Contudo, a história mostra que o problema é anterior. Ao assumir em 2017, a gestão de Joaquim Neto também denunciou ter herdado uma dívida colossal. A prefeitura como um todo devia R$ 32,3 milhões, dos quais R$ 14 milhões eram um passivo específico do SAAE. Documentos da época indicam que a administração de Neto se esforçou para negociar débitos com o INSS e a Coelba, tendo quitado quase R$ 3 milhões de dívidas herdadas até 2019. Isso demonstra que o padrão de herdar uma autarquia financeiramente comprometida não começou com a gestão atual.  

A Era Paulo Cezar (pré-2017): As Raízes do Débito e a Primeira CPI do SAAE

Recuando ainda mais no tempo, a dívida do SAAE com a Coelba já era uma questão grave ao final da gestão do ex-prefeito Paulo Cezar, estimada em R$ 6,5 milhões no início de 2017. A situação financeira da autarquia era tão preocupante que levou a Câmara Municipal a instalar uma CPI para apurar irregularidades. A comissão investigou desmandos e ouviu 11 pessoas ao longo de cinco meses.  

Os trabalhos da CPI apontaram para uma série de práticas questionáveis, como o pagamento de R$ 250 mil a um escritório de advocacia por serviços de defesa junto ao INSS que não teriam apresentado resultados, e um pagamento de R$ 360 mil a uma empresa de saneamento que, segundo o relator da comissão, pertencia a parentes de gestores da autarquia na época.

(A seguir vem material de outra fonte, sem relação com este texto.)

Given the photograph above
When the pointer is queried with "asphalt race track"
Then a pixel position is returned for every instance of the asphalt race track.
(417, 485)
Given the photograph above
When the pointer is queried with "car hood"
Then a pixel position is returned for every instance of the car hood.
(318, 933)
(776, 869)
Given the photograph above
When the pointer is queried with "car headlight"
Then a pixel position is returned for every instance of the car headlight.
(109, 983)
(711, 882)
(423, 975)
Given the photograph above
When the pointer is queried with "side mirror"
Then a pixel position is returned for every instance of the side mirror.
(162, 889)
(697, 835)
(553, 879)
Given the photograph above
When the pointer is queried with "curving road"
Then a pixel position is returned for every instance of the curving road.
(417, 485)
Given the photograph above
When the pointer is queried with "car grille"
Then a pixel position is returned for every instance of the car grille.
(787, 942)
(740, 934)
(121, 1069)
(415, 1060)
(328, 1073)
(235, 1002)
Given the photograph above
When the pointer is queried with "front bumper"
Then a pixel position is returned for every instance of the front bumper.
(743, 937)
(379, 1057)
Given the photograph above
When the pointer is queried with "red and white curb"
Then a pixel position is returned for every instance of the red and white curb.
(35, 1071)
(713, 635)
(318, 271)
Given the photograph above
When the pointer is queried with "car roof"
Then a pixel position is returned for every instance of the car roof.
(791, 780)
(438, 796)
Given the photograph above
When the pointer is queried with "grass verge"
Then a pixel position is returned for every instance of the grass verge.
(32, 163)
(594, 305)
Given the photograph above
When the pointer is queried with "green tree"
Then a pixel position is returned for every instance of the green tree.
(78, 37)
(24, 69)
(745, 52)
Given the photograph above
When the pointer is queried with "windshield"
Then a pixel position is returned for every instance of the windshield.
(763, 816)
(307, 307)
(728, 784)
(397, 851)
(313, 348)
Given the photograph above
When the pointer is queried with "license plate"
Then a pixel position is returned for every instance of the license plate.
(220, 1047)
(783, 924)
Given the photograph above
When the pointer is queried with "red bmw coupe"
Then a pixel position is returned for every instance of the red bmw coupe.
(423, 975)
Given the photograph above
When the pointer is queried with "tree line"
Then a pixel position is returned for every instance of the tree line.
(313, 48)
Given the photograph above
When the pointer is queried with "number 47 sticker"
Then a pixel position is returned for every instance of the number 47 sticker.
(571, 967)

Ao final, o relatório da CPI pediu o indiciamento dos responsáveis pelos danos causados ao SAAE, conferindo um selo de gravidade institucional às alegações de má gestão histórica.  

Esse padrão recorrente, onde cada nova administração herda uma autarquia deficitária, denuncia a gestão anterior e, eventualmente, repassa a conta para o contribuinte ou para o próximo governante, sugere que o problema é mais profundo do que a conduta de um único prefeito. A crise no SAAE parece ser um sintoma de uma doença institucional crônica, marcada pela vulnerabilidade à interferência política e pela ausência de controles financeiros robustos, criando um ciclo vicioso de dívida e transferência de culpa.